The hardware transforms the LRI on the privileged register into a NOOP, 
so we can detect failures to change thr value. On kernels that do not 
support RPCS self-adjustment, we hit the assert:

igt_assert_neq(rpcs_enabled, !!(rpcs_config & GEN8_RPCS_ENABLE));

> So we need some method to query the modifiable set of registers.
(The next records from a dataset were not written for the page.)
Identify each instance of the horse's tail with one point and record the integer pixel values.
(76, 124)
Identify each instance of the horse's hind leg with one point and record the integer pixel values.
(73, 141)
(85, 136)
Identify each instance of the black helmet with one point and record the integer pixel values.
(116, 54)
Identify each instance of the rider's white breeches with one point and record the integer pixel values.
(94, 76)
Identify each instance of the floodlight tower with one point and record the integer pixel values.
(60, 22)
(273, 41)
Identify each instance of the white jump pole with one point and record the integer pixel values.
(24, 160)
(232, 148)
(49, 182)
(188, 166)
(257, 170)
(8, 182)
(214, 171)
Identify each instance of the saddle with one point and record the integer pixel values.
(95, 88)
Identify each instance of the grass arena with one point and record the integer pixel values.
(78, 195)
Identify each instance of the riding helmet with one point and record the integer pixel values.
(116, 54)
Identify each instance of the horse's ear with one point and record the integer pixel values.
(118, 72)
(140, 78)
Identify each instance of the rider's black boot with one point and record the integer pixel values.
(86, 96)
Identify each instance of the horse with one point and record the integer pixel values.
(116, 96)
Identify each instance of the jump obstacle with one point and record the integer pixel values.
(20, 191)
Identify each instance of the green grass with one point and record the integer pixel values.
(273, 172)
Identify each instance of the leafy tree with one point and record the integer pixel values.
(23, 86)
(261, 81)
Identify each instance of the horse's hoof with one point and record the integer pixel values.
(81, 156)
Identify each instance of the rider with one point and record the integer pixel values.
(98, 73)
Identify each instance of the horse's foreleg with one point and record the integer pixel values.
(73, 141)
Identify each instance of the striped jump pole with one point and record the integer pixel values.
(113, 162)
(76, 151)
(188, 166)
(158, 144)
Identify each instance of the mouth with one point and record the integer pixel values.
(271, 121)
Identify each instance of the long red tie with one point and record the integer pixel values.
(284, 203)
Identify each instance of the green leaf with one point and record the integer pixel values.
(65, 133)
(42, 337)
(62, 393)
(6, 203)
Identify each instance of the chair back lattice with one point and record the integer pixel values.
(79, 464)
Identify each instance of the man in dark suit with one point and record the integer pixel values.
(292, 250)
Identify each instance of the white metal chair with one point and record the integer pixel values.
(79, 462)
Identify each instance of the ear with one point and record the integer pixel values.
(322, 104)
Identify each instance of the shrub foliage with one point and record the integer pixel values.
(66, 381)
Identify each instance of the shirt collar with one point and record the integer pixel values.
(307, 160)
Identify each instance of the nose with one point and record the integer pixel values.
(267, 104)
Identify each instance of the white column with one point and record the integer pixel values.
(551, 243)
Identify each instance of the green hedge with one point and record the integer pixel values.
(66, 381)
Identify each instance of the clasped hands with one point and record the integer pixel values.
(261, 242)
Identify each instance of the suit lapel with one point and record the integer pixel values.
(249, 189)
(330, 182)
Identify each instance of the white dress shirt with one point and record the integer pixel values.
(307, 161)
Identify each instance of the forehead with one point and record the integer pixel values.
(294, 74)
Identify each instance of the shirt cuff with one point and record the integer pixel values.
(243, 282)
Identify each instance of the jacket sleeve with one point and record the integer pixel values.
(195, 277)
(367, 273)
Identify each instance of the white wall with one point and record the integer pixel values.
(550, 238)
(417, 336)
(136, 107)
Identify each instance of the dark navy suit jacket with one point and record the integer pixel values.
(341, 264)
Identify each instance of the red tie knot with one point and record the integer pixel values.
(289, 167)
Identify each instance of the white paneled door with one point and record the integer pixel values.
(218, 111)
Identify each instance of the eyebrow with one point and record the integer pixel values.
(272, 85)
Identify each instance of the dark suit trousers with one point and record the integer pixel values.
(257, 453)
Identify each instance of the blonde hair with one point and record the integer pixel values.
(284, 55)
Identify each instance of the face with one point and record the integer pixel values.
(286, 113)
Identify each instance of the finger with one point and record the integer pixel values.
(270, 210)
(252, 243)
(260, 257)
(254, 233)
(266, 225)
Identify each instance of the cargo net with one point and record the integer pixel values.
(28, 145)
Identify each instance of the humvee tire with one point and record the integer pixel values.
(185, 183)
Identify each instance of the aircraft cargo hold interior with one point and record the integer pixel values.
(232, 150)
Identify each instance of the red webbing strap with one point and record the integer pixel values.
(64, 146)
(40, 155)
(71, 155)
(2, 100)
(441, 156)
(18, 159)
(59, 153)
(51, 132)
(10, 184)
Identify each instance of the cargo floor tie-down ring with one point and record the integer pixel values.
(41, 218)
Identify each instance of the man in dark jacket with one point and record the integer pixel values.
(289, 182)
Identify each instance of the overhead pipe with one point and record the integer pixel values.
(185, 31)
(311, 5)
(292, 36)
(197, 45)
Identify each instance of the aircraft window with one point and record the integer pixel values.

Several
> options: an lrc version getparam, a query via context getparam for is
> this register modifiable, or for userspace to try and fail.
>
> For something like this where the implementation is best effort, trial
> and error is not a bad plan. It just means that this test cannot discern
> a failure (or we say that all previous kernels were mistaken...)
>
> Question on the whitelist themselves, I presume there is a maximum? How
> close are we to running out? (i.e. is this the best use of a precious
> whitelist slot?) Can you put that discussion into the changelog +
> comment for wa_ring_whitelist_reg.
>

We have a maximum of 12 slots per engine (RING_MAX_NONPRIV_SLOTS). Worst 
path at the moment seems to be BXT A1 where we currently use 5 slots in 
the render engine. Next are SKL and KBL (all steppings) with 4.

> How well are whitelists supported in gvt? I presume it is transparent.
> -Chris
>

I imagine it is? I don't really know.